You have a lot of sources listed in the back of the book. Can you share some of your favorite nerdiest facts you came across during your research?

I like the fact that the highest note Howard Dean hits in his famous “BYAH!” scream is the same high note Robert Plant sings in the outro of “Communication Breakdown.” And I love that the sound engineers of Breaking Bad, in what has to be a Wilhelm Scream homage, seem to have buried a “BYAH!” into the big scene from season one (when Walt throws that explosive “meth” at Tuco). I marvel at the fact that, since castrating boys was considered a sin, castrati in Italian church choirs were given medical alibis, like horse-kicks or swan bites or wild pig attacks.

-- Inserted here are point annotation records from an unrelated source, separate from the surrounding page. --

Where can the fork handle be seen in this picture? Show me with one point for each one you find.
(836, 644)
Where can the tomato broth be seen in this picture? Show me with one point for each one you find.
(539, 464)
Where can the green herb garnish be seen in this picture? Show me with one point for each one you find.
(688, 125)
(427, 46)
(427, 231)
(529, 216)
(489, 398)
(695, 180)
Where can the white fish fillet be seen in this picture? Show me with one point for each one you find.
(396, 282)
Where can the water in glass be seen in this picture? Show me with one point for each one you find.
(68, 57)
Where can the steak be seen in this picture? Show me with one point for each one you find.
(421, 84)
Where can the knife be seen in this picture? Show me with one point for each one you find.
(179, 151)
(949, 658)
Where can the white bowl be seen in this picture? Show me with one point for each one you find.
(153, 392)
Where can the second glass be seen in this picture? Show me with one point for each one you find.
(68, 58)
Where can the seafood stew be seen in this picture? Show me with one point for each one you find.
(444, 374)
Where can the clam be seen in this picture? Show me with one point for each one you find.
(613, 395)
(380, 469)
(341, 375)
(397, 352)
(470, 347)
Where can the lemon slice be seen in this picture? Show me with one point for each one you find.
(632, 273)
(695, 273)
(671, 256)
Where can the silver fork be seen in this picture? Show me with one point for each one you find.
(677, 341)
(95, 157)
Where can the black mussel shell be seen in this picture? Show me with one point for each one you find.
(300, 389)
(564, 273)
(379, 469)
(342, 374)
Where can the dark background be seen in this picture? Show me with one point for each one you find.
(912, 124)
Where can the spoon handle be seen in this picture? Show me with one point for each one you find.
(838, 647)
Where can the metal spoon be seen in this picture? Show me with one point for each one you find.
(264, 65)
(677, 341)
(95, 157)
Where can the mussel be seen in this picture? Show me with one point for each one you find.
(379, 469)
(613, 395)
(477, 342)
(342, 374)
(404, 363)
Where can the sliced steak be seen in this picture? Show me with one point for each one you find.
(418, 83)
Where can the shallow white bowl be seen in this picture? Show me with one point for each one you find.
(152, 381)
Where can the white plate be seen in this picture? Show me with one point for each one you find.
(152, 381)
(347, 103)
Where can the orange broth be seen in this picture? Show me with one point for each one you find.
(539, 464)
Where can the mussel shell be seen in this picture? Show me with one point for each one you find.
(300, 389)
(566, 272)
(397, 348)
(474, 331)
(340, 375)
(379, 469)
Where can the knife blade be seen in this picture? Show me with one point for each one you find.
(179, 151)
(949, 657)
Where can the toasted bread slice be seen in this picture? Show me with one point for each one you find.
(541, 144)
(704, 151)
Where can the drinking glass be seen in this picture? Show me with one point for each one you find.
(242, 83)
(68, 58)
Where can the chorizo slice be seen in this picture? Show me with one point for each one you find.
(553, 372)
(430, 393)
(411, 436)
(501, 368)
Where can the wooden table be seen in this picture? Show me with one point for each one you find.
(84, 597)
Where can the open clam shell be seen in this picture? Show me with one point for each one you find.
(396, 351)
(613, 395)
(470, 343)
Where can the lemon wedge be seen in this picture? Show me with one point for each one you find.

It’s amazing to me that Judy Garland, before going onstage for her famous live shows, would scream “Fuck ’em! Fuck ’em! Fuck ’em!” into the stage curtain. It’s also amazing that, though NASA and all four Beatles were into it, “Here Comes the Sun” does not appear on the Golden Record that was shot into space thirty years ago because the suits couldn’t figure out what the royalties would be for outer space airplay. And it’s hard to believe that a whole bunch of rich D. C. socialites were picnicking on a hill while the carnage of the Battle of Bull Run raged underneath them. But the most amazing fact to me is, I suppose, that the voice itself does not really exist—it is not a designated body part at all, aside from those two miniscule cords behind our epiglottis. Every other part of the complicated vocal mechanism is a ridiculous bit of evolutionary thievery. We literally stole our voice from other body parts—the organs that help us breathe, eat, and support our skulls. It’s a fact—we only speak because we had to, and we literally re-wired ourselves to meet that burning need for self-expression.